On Mon, Sep 2, 2024, at 06:00, Ian Swett wrote:
> I think you're suggesting that a large server operator could try to 
> infer NAT timeouts for clients of different IP prefixes and communicate 
> that to the client as a suggested keepalive/ping timeout?  I'm curious 
> about how to infer NAT timeouts?  Our servers detect a dead connection, 
> but I'm not sure how to tell what the reason is and more specifically 
> the NAT timeout?  Sometimes devices just drop off the network.

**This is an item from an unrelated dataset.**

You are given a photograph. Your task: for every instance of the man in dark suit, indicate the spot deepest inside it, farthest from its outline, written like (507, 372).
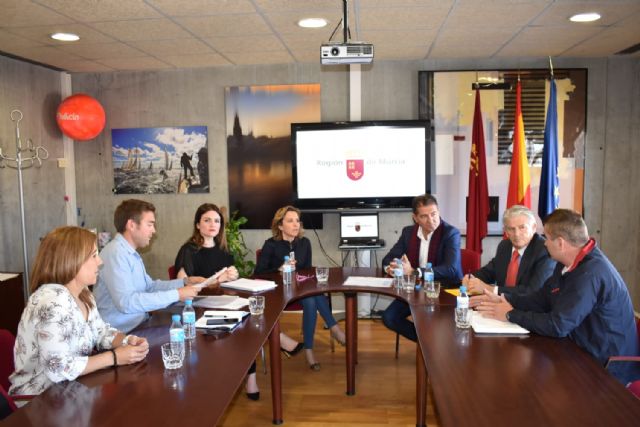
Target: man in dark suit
(585, 299)
(429, 240)
(522, 263)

Large server operators are already in a position where they can observe NAT 
timeouts.  They could unilaterally act on that information if they chose (a 
server can send a keepalive as easily as a client, even if the server might 
prefer not to).

I'm more concerned about the effect that more keepalives would have on the 
network.  For every connection that you keep alive long enough to have that 
connection be usable for the next request, there would be some (potentially 
much larger) number of keepalive messages sent that wasted battery and other 
resources to no end.


> As you may know, Chrome will send a PING as a keepalive after 15 
> seconds of idle only if there are outstanding requests (ie: hanging 
> GETs).  

We do similarly, though I believe that our number is based on the idle timeout 
rather than being purely arbitrary.  (The effect is usually the same; our 
default idle timeout is 30s and we scale that down by a factor of 2.)